I glanced out the window at the serene blue stretch of harbor under an achingly clear sky. Was my world about to unfurl even more? “Does it involve Rick hitting on you or anything?”

“No, nothing like that.” She was quiet.

“Then, yes.”

“OK. I always felt like he never wanted you to be more than an accessory to him and his life.”

I knew what she was getting at and felt the need to defend him—both of us—here. “Me staying home was a mutual decision, you know, not anything he dictated.”

“But why not keep a hand in? Writing's one of the few things you can do
and
stay home. Of all of us in our class, you probably had the most ability. Unfortunately it was coupled with the least belief in yourself.”

“How is that his fault?”

“It's not. It's just a shame you ended up with someone content to believe that too instead of pushing or encouraging or whatever it is you needed. You always wanted to be the straight reporter, which wasn't what you were cut out for. You're neurotic as hell, but it translates into something quirky and funny on the page—like some young, female Woody Allen—”

“Is that supposed to be flattering? Because, ugh.”

“Actually, yes, but I recognize it didn't come out right. I just meant your quirkiness translates into originality on the page. I sometimes still send writers your
City Woman
clips to show them that a dull subject doesn't have to mean no writer's voice.”

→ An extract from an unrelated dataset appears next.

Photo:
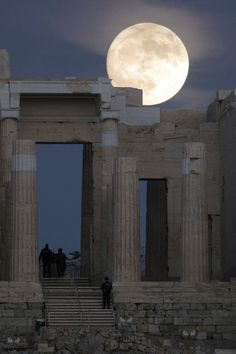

I rubbed my forehead. “I still don't see how Rick's at fault here.”

“Only in what he declined to see and neglected to do. He lived with you and loved you but didn't really see you. As far as I could see, he was dismissive of what he should have nurtured— the part of you that was interesting and different. He was interested in the other, the conventional, compliant, soothing part.”

I thought of my interesting, different, unconventional, un-compliant, distinctly unsoothing mother. Him and me both. “We made our decisions together,” I said.

“The thing about his kind of smugness,” she said, quickly enough that I knew it wasn't the first time she'd thought this through, “is that it's contagious. Or at least easy to get carried along on.”

“Like Yertle,” I said.

“Who?”

“Yertle the Turtle. It's a Dr. Seuss story about a power-mad turtle king that I've read…” a few hundred thousand times. “Never mind.” Like I said before, I got it about potential smugness where Rick was concerned, but I preferred to see the flip sides—constancy and certainty. “Look, we all have to rationalize the choices we make, working or staying home, or we wouldn't be able to live with them. And I'd make the same decision again.” I closed my eyes for a second. The sun off the harbor was almost too bright. I would. Wouldn't I?

“Hey, as long as it's a choice, great. I'm just saying you embraced granola mom martyrdom to the exclusion of all else in a way people do when they're trying to convince themselves something is right for them when they think maybe it's really not.”